# Mac numbers tabellen zusammenführen



## weasel1981 (5. August 2009)

Hallo,

folgendes Problem ich habe in einer Arbeitsmappe 2 Numbers Tabellen in eine dritte möchte ich anlegen.

in den Tabellen sind folgende Spalten vorhanden
Tabelle 1: Kundennr., Name, Straße, Telefonnummer ....
Tabelle 2: Kundennr., Vertrag, Geburtsdatum ......

nun möchte ich die Tabellen zusammenführen da sie leider nicht 1 zu 1 identisch sind kann ich es leider nicht über kopieren machen.
Ich benötige eine Formel für Tabelle 3 die, die Kundennummer aus Tabelle 1 und 2 Abgleicht und mir dann die Gewünschte Zelle in Tabelle 3 einträgt.

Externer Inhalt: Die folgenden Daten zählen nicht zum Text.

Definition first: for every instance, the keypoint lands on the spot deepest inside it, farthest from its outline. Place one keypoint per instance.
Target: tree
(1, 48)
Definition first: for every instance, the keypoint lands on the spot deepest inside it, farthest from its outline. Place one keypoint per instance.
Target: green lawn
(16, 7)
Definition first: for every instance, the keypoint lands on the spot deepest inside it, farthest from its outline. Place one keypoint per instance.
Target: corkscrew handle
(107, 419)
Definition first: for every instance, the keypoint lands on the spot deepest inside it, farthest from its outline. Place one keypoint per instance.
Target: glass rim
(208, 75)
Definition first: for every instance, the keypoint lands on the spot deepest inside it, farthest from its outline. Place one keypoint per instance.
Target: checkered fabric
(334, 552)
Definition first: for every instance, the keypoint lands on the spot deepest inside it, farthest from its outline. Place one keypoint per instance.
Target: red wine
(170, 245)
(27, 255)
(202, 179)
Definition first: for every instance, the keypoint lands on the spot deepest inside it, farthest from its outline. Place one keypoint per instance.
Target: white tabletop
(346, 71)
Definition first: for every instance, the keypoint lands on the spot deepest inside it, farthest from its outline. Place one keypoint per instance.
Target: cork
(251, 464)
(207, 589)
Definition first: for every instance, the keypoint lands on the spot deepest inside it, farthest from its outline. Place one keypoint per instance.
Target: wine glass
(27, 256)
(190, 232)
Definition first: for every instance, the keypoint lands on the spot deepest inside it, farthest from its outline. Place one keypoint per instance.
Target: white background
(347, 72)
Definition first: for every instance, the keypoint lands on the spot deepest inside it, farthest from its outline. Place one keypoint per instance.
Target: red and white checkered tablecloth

Vielen Dank für eure Hilfe!


----------



## olafkro (28. Oktober 2020)

Hallo,


genau das Problem habe ich gerade auch, hat das niemand gelöst?


Viele Grüße


----------



## kamil22 (4. November 2020)

Hallo

Das ist eigentlich unmöglich beim Mac Spalten oder Zeilen zusammenzuführen.


----------



## Zvoni (5. November 2020)

"Numbers" kenne ich nicht, aber in Excel wäre das ein SVERWEIS (VLOOKUP auf englisch) auf die Spalte Kundennr.


----------



## heckosi (13. November 2020)

Gibts inzwischen eine Lösung?


----------